A substantial number (30-50%) of patients with localised CRC relapse, despite primary optimal therapy. This study aimed to analyse the role of liquid biopsy in identifying patients with CRC who are likely to relapse after surgery. "In this large prospective trial, we confirmed that ctDNA is an independent prognostic factor in colorectal cancer and that approximately 6 out of 10 patients who are ctDNA-positive will remain disease-free 2 years after standard adjuvant chemotherapy, compared with 8 out of 10 of those who are ctDNA-negative," said Prof. Taieb.

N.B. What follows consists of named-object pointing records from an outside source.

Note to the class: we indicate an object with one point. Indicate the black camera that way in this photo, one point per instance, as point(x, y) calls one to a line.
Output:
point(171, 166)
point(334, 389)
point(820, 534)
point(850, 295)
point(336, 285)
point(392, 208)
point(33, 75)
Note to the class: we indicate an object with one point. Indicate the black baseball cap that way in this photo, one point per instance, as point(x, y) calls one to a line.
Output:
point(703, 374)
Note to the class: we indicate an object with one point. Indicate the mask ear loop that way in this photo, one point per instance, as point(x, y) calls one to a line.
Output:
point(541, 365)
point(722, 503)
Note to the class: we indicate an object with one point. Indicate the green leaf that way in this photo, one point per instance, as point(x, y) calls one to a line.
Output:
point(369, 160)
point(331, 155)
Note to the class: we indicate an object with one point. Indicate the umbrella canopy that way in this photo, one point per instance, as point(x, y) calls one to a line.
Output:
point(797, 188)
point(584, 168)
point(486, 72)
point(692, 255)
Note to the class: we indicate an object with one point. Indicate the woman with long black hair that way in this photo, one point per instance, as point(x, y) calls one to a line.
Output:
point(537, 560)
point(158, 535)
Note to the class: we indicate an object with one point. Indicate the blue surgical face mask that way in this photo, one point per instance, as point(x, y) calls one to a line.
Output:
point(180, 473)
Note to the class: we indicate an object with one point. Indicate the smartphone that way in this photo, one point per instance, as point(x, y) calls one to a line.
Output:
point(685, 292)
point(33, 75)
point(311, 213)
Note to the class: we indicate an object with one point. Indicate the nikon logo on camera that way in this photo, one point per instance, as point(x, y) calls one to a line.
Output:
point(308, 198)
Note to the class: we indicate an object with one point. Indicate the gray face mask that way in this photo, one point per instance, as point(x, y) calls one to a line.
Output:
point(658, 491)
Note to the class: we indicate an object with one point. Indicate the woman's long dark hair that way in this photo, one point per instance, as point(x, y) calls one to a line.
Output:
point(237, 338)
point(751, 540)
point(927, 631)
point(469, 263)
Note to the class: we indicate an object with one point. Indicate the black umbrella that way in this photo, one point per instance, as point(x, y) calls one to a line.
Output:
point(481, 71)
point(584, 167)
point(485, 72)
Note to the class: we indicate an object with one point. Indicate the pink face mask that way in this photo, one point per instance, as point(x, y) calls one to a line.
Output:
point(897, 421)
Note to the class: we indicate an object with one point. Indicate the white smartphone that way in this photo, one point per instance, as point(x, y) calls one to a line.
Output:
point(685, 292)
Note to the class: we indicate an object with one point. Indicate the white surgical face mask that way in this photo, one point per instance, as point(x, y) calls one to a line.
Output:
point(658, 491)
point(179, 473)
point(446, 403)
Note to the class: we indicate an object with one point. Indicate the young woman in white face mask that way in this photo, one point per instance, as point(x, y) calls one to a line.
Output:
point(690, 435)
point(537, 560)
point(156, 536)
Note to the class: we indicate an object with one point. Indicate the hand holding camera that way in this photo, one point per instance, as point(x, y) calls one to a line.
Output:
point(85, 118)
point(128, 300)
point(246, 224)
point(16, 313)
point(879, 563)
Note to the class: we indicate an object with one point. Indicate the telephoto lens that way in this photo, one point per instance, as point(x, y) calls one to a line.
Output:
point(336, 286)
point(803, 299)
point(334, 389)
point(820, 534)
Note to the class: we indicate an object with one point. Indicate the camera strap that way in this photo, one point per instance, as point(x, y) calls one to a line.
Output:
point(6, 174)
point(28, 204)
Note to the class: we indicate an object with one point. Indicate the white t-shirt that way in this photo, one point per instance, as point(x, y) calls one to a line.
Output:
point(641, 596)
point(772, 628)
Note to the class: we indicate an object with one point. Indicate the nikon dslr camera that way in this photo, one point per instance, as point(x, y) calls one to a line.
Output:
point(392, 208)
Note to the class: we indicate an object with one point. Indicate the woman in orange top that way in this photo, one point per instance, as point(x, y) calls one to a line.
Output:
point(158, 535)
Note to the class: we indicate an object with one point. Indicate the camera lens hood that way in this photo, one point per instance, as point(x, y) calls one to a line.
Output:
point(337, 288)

IDEA-FRANCE also showed that 6 months of adjuvant treatment was superior to 3 months in both ctDNA-positive and -negative patients (see Figure). Furthermore, ctDNA-positive patients treated for 6 months had a similar prognosis to ctDNA-negative patients treated for 3 months. Adjuvant therapy was FOLFOX (folinic acid, fluorouracil, and oxaliplatin) in 90% of cases.

Figure. ctDNA and treatment arm



© Julien Taieb (provided by ESMO).

"ctDNA testing did not predict which patients should have 3 or 6 months of adjuvant chemotherapy and there is continuing debate over the optimal type and duration of treatment for patients who are ctDNA-positive, but we do now know that ctDNA is a major prognostic factor which will be very useful in stratifying patients and driving future trials of CRC," said Prof. Taieb. "In all subgroups, ctDNA-positive patients who only had 3 months of adjuvant therapy had the worst prognosis," he added.

  1. Taieb J et al. ESMO Congress 2019. Abstract LBA30_PR.